The dry leaves are long, and silvery green. Snow seems an apt description; it’s like you’re seeing the green of the leaves through a light dusting of white. I didn’t notice any fuzziness to them but I was a little rushed as it was right before dinner so I didn’t get to do a relaxed examination of the leaves. For me it wasn’t an obvious snow, certainly nothing near Christmas tree flocking. Rather, it was all in gradations of color.
When I first started with this one, I thought this was going to be the story of the tea that wasn’t there. The dry leaves don’t have a strong nose. It took a while to get my olfactory muscle memory working enough to detect something describable. When I finally could smell something I could put into words, the words that came were “salty green.” Like the plants in a marsh leading into an ocean. The saltiness also had a sharpness. I know this will sound weird, but it reminded me of the smell of the brown powder in Lipton Onion Soup Mix.
The liquor was virtually clear. It was only a slight green tinge that kept this from being the invisible tea. Aroma-wise, also nothing very strong. Dew, maybe pollen. The borderline between green and floral.
The taste was similarly subtle but surprisingly complex. It took several steeps for me to get a handle on and appreciate the taste. I took it through four steeps.
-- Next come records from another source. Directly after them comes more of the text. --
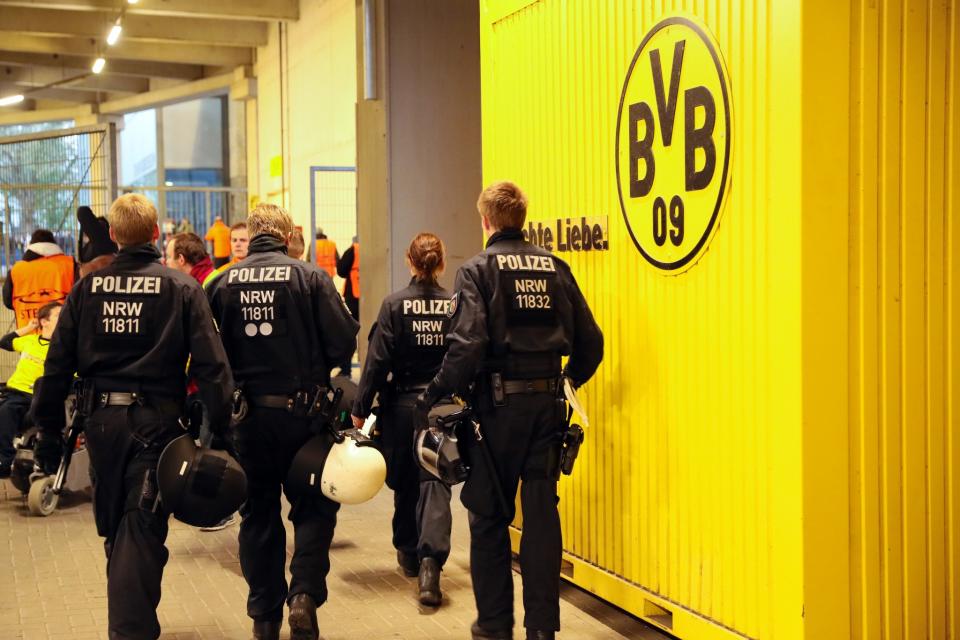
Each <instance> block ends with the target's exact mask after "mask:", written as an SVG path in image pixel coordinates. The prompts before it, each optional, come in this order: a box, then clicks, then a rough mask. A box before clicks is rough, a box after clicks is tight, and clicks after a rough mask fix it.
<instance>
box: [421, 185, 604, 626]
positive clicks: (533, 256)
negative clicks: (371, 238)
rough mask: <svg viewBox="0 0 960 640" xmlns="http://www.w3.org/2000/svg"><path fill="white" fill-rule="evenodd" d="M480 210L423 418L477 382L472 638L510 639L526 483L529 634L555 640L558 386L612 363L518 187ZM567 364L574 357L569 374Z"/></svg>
mask: <svg viewBox="0 0 960 640" xmlns="http://www.w3.org/2000/svg"><path fill="white" fill-rule="evenodd" d="M477 208H478V209H479V211H480V214H481V219H482V225H483V230H484V232H485V233H486V235H487V236H488V237H489V240H488V241H487V247H486V250H485V251H482V252H481V253H479V254H478V255H476V256H474V257H473V258H472V259H471V260H469V261H468V262H467V263H466V264H464V265H463V267H461V268H460V270H459V271H458V272H457V278H456V292H455V294H454V298H453V301H452V305H451V306H452V309H451V315H452V324H451V327H450V332H449V333H448V334H447V338H446V342H447V354H446V357H445V358H444V361H443V365H442V366H441V368H440V371H439V372H438V373H437V375H436V377H435V378H434V379H433V381H432V382H431V383H430V385H429V387H428V388H427V391H426V392H424V394H422V395H421V397H420V398H418V400H417V412H418V414H420V416H422V413H423V412H425V411H426V410H427V408H428V407H429V406H430V405H432V404H433V403H435V402H436V400H437V399H438V398H440V397H442V396H444V395H445V394H448V393H450V392H454V391H456V392H461V393H462V392H463V391H464V390H466V389H467V387H468V386H469V385H470V384H471V383H475V390H476V399H475V403H476V405H477V406H476V409H477V411H478V413H479V419H480V426H481V433H482V437H483V439H482V440H480V441H479V442H476V443H474V447H473V450H471V453H470V460H471V464H472V469H471V475H470V478H469V479H468V480H467V482H466V484H465V485H464V488H463V492H462V494H461V499H462V501H463V503H464V505H465V506H466V507H467V509H468V510H469V511H470V573H471V576H472V578H473V588H474V595H475V598H476V602H477V611H478V618H477V621H476V622H475V623H474V625H473V627H472V629H471V631H472V632H473V637H474V638H475V639H486V638H495V639H498V638H510V637H512V635H511V634H512V628H513V622H514V621H513V581H512V578H511V574H510V562H511V554H510V538H509V536H508V533H507V526H508V525H509V523H510V522H511V521H512V520H513V517H514V507H513V504H514V497H515V495H516V492H517V485H518V483H519V481H520V480H521V479H522V480H523V488H522V491H521V496H520V499H521V503H522V508H523V537H522V540H521V543H520V566H521V569H522V574H523V602H524V610H525V613H526V615H525V618H524V626H525V627H526V628H527V638H536V639H548V638H553V637H554V633H555V632H556V631H558V630H559V629H560V605H559V589H560V557H561V547H562V544H561V539H560V518H559V514H558V512H557V500H558V498H557V462H558V458H559V442H560V435H561V429H562V424H563V422H564V419H565V415H564V410H565V405H563V404H562V403H560V402H558V400H557V397H558V386H559V379H560V377H561V375H563V376H567V377H569V378H570V379H571V381H572V382H573V384H574V385H582V384H583V383H585V382H586V381H587V380H589V379H590V377H591V376H592V375H593V373H594V371H596V369H597V367H598V366H599V364H600V360H601V359H602V358H603V335H602V334H601V332H600V329H599V327H598V326H597V324H596V322H595V321H594V319H593V314H592V313H591V312H590V309H589V307H588V306H587V303H586V301H585V300H584V298H583V294H581V292H580V289H579V288H578V286H577V283H576V280H574V278H573V275H572V274H571V272H570V268H569V267H568V266H567V265H566V263H564V262H563V261H562V260H560V259H558V258H556V257H555V256H553V255H552V254H550V253H549V252H547V251H545V250H543V249H540V248H539V247H536V246H534V245H532V244H530V243H528V242H526V241H525V240H524V239H523V233H522V231H521V228H522V227H523V224H524V221H525V219H526V213H527V201H526V198H525V197H524V195H523V193H522V192H521V191H520V189H519V188H518V187H517V186H516V185H515V184H513V183H510V182H500V183H496V184H493V185H491V186H490V187H488V188H487V189H485V190H484V191H483V192H482V193H481V194H480V199H479V200H478V202H477ZM561 356H570V358H569V360H568V361H567V365H566V367H565V368H564V369H563V371H561V367H560V358H561ZM418 419H419V416H418Z"/></svg>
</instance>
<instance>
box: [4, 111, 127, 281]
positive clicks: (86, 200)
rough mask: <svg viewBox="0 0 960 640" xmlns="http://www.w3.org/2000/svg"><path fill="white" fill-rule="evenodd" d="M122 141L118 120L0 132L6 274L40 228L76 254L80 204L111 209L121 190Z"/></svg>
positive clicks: (105, 213)
mask: <svg viewBox="0 0 960 640" xmlns="http://www.w3.org/2000/svg"><path fill="white" fill-rule="evenodd" d="M116 144H117V142H116V128H115V126H114V125H112V124H107V125H98V126H93V127H78V128H73V129H61V130H56V131H48V132H40V133H28V134H24V135H19V136H11V137H5V138H0V215H2V219H0V256H2V258H0V275H2V276H4V277H5V276H6V274H7V273H8V272H9V270H10V267H11V266H12V265H13V264H14V263H15V262H16V261H17V260H19V259H20V258H21V257H22V256H23V252H24V250H25V249H26V246H27V245H28V244H29V242H30V236H31V235H32V234H33V232H34V231H36V230H37V229H49V230H51V231H53V234H54V236H55V237H56V239H57V243H58V244H59V245H60V247H61V248H62V249H63V251H64V252H65V253H67V254H69V255H74V253H75V251H76V246H77V238H78V235H79V228H78V224H77V216H76V210H77V207H78V206H81V205H86V206H88V207H90V208H91V209H93V211H94V213H95V214H97V215H105V214H106V212H107V209H108V208H109V206H110V202H111V201H112V200H113V197H114V195H115V193H116V184H117V180H116V176H117V172H116V164H115V158H116Z"/></svg>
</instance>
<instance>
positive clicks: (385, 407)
mask: <svg viewBox="0 0 960 640" xmlns="http://www.w3.org/2000/svg"><path fill="white" fill-rule="evenodd" d="M407 264H408V265H409V266H410V273H411V275H412V276H413V279H412V280H411V281H410V284H409V286H407V287H406V288H405V289H402V290H401V291H398V292H396V293H394V294H393V295H390V296H388V297H387V298H386V299H385V300H384V301H383V304H382V305H381V306H380V314H379V316H378V317H377V322H376V324H374V326H373V329H372V330H371V331H370V346H369V349H368V351H367V359H366V364H365V366H364V370H363V376H362V377H361V379H360V387H359V391H358V393H357V399H356V402H355V403H354V405H353V423H354V425H355V426H356V427H358V428H359V427H362V426H363V423H364V417H365V416H367V415H369V413H370V409H371V407H372V405H373V399H374V396H375V395H377V394H378V393H379V396H380V413H379V415H378V419H379V423H380V425H381V426H380V431H381V433H382V439H381V443H382V447H383V451H384V455H385V456H386V459H387V485H388V486H389V487H390V488H391V489H393V492H394V493H393V504H394V513H393V546H394V547H395V548H396V549H397V562H398V563H399V564H400V568H401V569H402V570H403V572H404V573H405V574H406V575H407V576H408V577H413V576H416V575H418V574H419V592H420V602H421V603H422V604H425V605H428V606H438V605H439V604H440V601H441V599H442V594H441V592H440V571H441V570H442V568H443V564H444V562H446V560H447V556H449V555H450V525H451V517H450V487H449V486H448V485H446V484H444V483H443V482H441V481H440V480H438V479H437V478H436V477H434V476H432V475H430V474H429V473H427V472H426V471H424V470H422V469H420V467H419V465H418V464H417V461H416V459H415V458H414V453H413V436H414V429H413V406H414V402H415V401H416V398H417V396H418V395H419V394H420V393H422V392H423V391H424V390H425V389H426V388H427V383H429V382H430V380H432V379H433V376H434V375H435V374H436V373H437V370H439V368H440V362H441V361H442V360H443V354H444V353H445V352H446V349H445V348H444V346H443V345H444V336H445V334H446V332H447V328H448V326H449V318H448V317H447V310H448V308H449V306H450V293H449V292H448V291H447V290H446V289H444V288H443V287H441V286H440V285H439V284H438V283H437V278H438V277H439V276H440V274H441V273H443V268H444V251H443V243H442V242H440V238H438V237H437V236H435V235H433V234H432V233H421V234H419V235H417V237H415V238H414V239H413V242H411V243H410V248H409V249H408V250H407ZM388 376H389V377H390V381H389V383H388V381H387V378H388Z"/></svg>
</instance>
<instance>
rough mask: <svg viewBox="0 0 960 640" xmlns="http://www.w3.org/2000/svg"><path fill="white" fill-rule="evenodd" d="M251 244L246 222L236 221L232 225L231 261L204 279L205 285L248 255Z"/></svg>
mask: <svg viewBox="0 0 960 640" xmlns="http://www.w3.org/2000/svg"><path fill="white" fill-rule="evenodd" d="M249 245H250V234H249V233H248V232H247V223H246V222H235V223H233V224H232V225H230V262H228V263H227V264H225V265H223V266H222V267H218V268H216V269H214V270H213V271H212V272H211V273H210V275H208V276H207V277H206V278H205V279H204V281H203V287H204V288H207V287H208V286H210V283H211V282H213V281H214V280H216V278H217V276H219V275H220V274H221V273H223V272H224V270H225V269H227V267H232V266H233V265H235V264H237V263H238V262H240V261H241V260H243V259H244V258H246V257H247V247H248V246H249Z"/></svg>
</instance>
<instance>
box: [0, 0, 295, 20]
mask: <svg viewBox="0 0 960 640" xmlns="http://www.w3.org/2000/svg"><path fill="white" fill-rule="evenodd" d="M117 6H118V3H117V1H116V0H0V7H33V8H45V9H64V10H70V11H115V10H116V9H117ZM126 11H127V13H128V14H132V15H159V16H180V17H184V16H186V17H191V18H201V17H205V18H227V19H232V20H261V21H267V22H271V21H276V20H297V19H299V18H300V2H299V0H204V1H203V2H196V0H140V2H138V3H137V4H136V5H127V7H126Z"/></svg>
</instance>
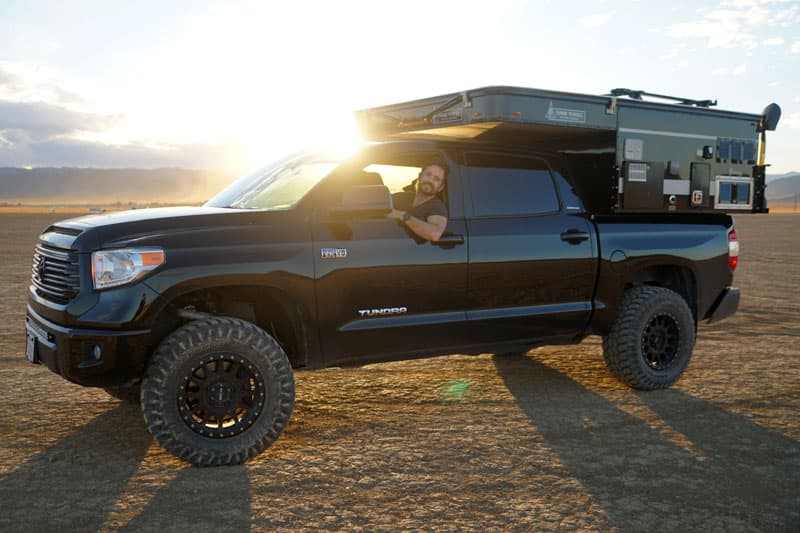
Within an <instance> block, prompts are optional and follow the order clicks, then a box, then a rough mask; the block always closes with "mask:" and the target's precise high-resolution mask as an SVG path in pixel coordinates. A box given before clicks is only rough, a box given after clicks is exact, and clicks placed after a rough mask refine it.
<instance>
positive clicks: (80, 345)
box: [25, 305, 151, 387]
mask: <svg viewBox="0 0 800 533" xmlns="http://www.w3.org/2000/svg"><path fill="white" fill-rule="evenodd" d="M25 326H26V332H27V346H26V355H27V357H28V359H29V360H30V361H31V362H32V363H42V364H44V365H45V366H46V367H47V368H49V369H50V370H52V371H53V372H55V373H56V374H59V375H61V376H63V377H64V378H66V379H68V380H69V381H72V382H75V383H79V384H81V385H86V386H92V387H107V386H111V385H118V384H121V383H124V382H126V381H128V380H130V379H132V378H136V377H141V375H142V372H143V370H144V364H145V361H146V357H147V353H148V352H149V349H150V346H149V344H150V342H151V335H150V330H149V329H138V330H108V329H84V328H74V327H63V326H59V325H58V324H55V323H53V322H50V321H49V320H47V319H45V318H44V317H42V316H41V315H39V314H38V313H36V311H34V310H33V309H32V308H31V306H30V305H29V306H28V312H27V316H26V317H25ZM97 347H99V357H98V356H97V355H98V349H97Z"/></svg>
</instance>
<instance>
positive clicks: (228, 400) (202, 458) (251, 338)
mask: <svg viewBox="0 0 800 533" xmlns="http://www.w3.org/2000/svg"><path fill="white" fill-rule="evenodd" d="M141 399H142V412H143V414H144V420H145V424H146V425H147V428H148V430H149V431H150V433H152V435H153V437H154V438H155V439H156V441H157V442H158V443H159V444H160V445H161V446H163V447H164V448H165V449H166V450H167V451H169V452H170V453H172V454H174V455H175V456H177V457H179V458H181V459H183V460H185V461H188V462H190V463H192V464H194V465H196V466H215V465H232V464H239V463H242V462H244V461H246V460H247V459H250V458H251V457H254V456H255V455H257V454H258V453H260V452H261V451H263V450H265V449H266V448H267V447H269V446H270V445H271V444H272V443H273V442H274V441H275V440H276V439H277V438H278V437H279V436H280V434H281V433H282V432H283V429H284V428H285V427H286V425H287V424H288V423H289V418H290V417H291V414H292V408H293V406H294V377H293V373H292V367H291V365H290V364H289V360H288V358H287V357H286V354H285V353H284V351H283V349H282V348H281V347H280V345H279V344H278V343H277V342H276V341H275V339H273V338H272V337H271V336H270V335H269V334H268V333H266V332H265V331H264V330H262V329H260V328H258V327H256V326H255V325H253V324H251V323H249V322H246V321H244V320H239V319H235V318H222V317H220V318H209V319H205V320H198V321H194V322H190V323H189V324H186V325H185V326H183V327H181V328H179V329H178V330H176V331H175V332H174V333H172V334H171V335H169V336H168V337H167V338H166V339H165V340H164V341H163V342H162V343H161V344H160V345H159V346H158V348H157V349H156V350H155V352H154V353H153V355H152V357H151V358H150V362H149V363H148V366H147V370H146V372H145V377H144V379H143V381H142V396H141Z"/></svg>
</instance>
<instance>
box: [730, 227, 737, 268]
mask: <svg viewBox="0 0 800 533" xmlns="http://www.w3.org/2000/svg"><path fill="white" fill-rule="evenodd" d="M728 266H730V267H731V272H733V271H734V270H736V267H737V266H739V236H738V235H737V234H736V229H735V228H734V229H731V230H730V231H729V232H728Z"/></svg>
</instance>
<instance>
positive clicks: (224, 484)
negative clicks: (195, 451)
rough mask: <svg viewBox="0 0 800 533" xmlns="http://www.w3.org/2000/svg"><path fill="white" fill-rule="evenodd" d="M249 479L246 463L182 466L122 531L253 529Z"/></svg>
mask: <svg viewBox="0 0 800 533" xmlns="http://www.w3.org/2000/svg"><path fill="white" fill-rule="evenodd" d="M250 498H251V496H250V481H249V477H248V475H247V468H246V467H245V466H243V465H237V466H226V467H215V468H191V467H187V468H184V469H182V470H181V471H180V472H178V474H177V475H176V476H175V477H174V478H173V479H172V481H171V482H170V483H169V484H168V485H167V486H165V487H164V488H162V489H161V490H160V491H159V492H158V493H157V494H156V495H155V496H154V497H153V498H152V499H151V500H150V502H149V503H148V504H147V505H146V506H145V507H144V509H142V511H141V512H140V513H139V514H137V515H136V516H135V517H134V518H133V519H132V520H131V521H130V522H128V523H127V524H126V525H125V527H123V528H121V529H122V530H123V531H187V530H193V531H212V530H217V529H219V528H220V525H221V524H224V526H223V529H224V530H225V531H250V514H251V512H250V507H251V506H250Z"/></svg>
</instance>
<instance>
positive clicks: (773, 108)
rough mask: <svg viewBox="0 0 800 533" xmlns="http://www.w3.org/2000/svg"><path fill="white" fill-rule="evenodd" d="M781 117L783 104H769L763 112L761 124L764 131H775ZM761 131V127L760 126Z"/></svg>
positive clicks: (761, 114)
mask: <svg viewBox="0 0 800 533" xmlns="http://www.w3.org/2000/svg"><path fill="white" fill-rule="evenodd" d="M780 119H781V106H779V105H778V104H769V105H768V106H767V107H765V108H764V111H762V112H761V125H762V127H763V130H764V131H775V128H777V127H778V121H779V120H780ZM759 131H761V128H759Z"/></svg>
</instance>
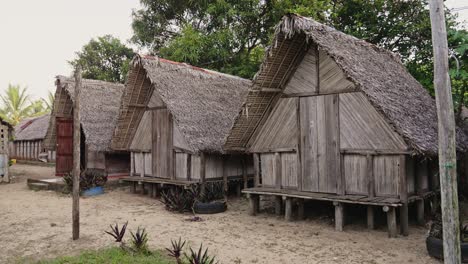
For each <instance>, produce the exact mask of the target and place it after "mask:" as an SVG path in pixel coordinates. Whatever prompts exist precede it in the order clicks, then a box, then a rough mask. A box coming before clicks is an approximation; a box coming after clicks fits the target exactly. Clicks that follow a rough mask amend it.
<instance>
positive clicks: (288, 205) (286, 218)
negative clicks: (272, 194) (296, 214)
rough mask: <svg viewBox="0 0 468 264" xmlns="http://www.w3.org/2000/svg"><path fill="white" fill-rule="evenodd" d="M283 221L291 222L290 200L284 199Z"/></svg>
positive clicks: (291, 209)
mask: <svg viewBox="0 0 468 264" xmlns="http://www.w3.org/2000/svg"><path fill="white" fill-rule="evenodd" d="M284 220H286V221H292V198H291V197H286V200H285V203H284Z"/></svg>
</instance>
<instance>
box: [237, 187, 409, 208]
mask: <svg viewBox="0 0 468 264" xmlns="http://www.w3.org/2000/svg"><path fill="white" fill-rule="evenodd" d="M242 192H243V193H247V194H258V195H279V196H283V197H292V198H300V199H306V200H319V201H330V202H340V203H351V204H363V205H376V206H392V207H398V206H401V205H402V203H401V202H400V200H399V199H396V198H388V197H368V196H364V195H337V194H328V193H311V192H301V191H294V190H285V189H275V188H262V187H260V188H249V189H245V190H242Z"/></svg>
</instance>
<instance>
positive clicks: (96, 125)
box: [56, 76, 124, 151]
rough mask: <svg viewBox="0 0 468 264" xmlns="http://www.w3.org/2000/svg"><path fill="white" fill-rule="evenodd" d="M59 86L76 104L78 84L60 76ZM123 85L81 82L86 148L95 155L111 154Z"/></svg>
mask: <svg viewBox="0 0 468 264" xmlns="http://www.w3.org/2000/svg"><path fill="white" fill-rule="evenodd" d="M56 79H57V85H58V86H61V87H63V88H64V89H65V90H66V91H67V92H68V95H69V96H70V98H71V100H72V101H74V100H75V80H74V78H69V77H65V76H57V77H56ZM123 90H124V85H123V84H120V83H111V82H105V81H99V80H90V79H83V80H82V91H81V101H80V102H81V126H82V128H83V132H84V134H85V137H86V144H87V145H88V147H89V149H90V150H92V151H110V150H111V149H110V141H111V138H112V133H113V131H114V127H115V124H116V122H117V117H118V113H119V106H120V100H121V98H122V92H123Z"/></svg>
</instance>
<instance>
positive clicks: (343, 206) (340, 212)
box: [333, 202, 344, 232]
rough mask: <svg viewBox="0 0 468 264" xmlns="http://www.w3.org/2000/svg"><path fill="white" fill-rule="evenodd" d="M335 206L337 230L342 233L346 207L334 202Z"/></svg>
mask: <svg viewBox="0 0 468 264" xmlns="http://www.w3.org/2000/svg"><path fill="white" fill-rule="evenodd" d="M333 205H335V230H336V231H339V232H341V231H343V227H344V206H343V204H342V203H338V202H334V203H333Z"/></svg>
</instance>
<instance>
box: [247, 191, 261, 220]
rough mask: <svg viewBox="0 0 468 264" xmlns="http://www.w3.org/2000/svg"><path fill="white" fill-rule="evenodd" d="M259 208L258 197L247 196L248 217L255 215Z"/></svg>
mask: <svg viewBox="0 0 468 264" xmlns="http://www.w3.org/2000/svg"><path fill="white" fill-rule="evenodd" d="M259 207H260V197H259V196H258V195H257V194H250V195H249V215H253V216H255V215H257V214H258V211H259Z"/></svg>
The complexity gradually started to show itself; at the end of four steeps, I wished I had more of this so I could follow where it led.
Here is what I tasted, in no particular order: a light film of butter, a grainy nuttiness (like the kind you find in “Grape Nuts”), a little whiff of salt, a sweet spicy/salty flavor that reminded me of sauteed leeks at times and at others of sauteed scallions. Then I read the notes here and saw macademia nuts. Yeah, I can see that too; it’s a sweet, mild, buttery, salty nuttiness that I associate with those.
After steeping, the leaves looked the color of overcooked asparagus or green beans, a faded olive green. The silver was gone, but they were still pretty.
So yeah, I want to give this another try. It’s surprisingly interesting and even a little challenging, and like good literature, I think there is a lot more there than I found on a first “read.”
Preparation
Comments
As usual, wonderfully descriptive tasting note! White teas, for me, taste “soupy” too. I love the Onion Soup Mix reference!
As usual, wonderfully descriptive tasting note! White teas, for me, taste “soupy” too. I love the Onion Soup Mix reference!
Thanks! No idea where that scent comes from in this tea. It’s reallly fun when something you totally don’t expect shows up in what you’re smelling or tasting.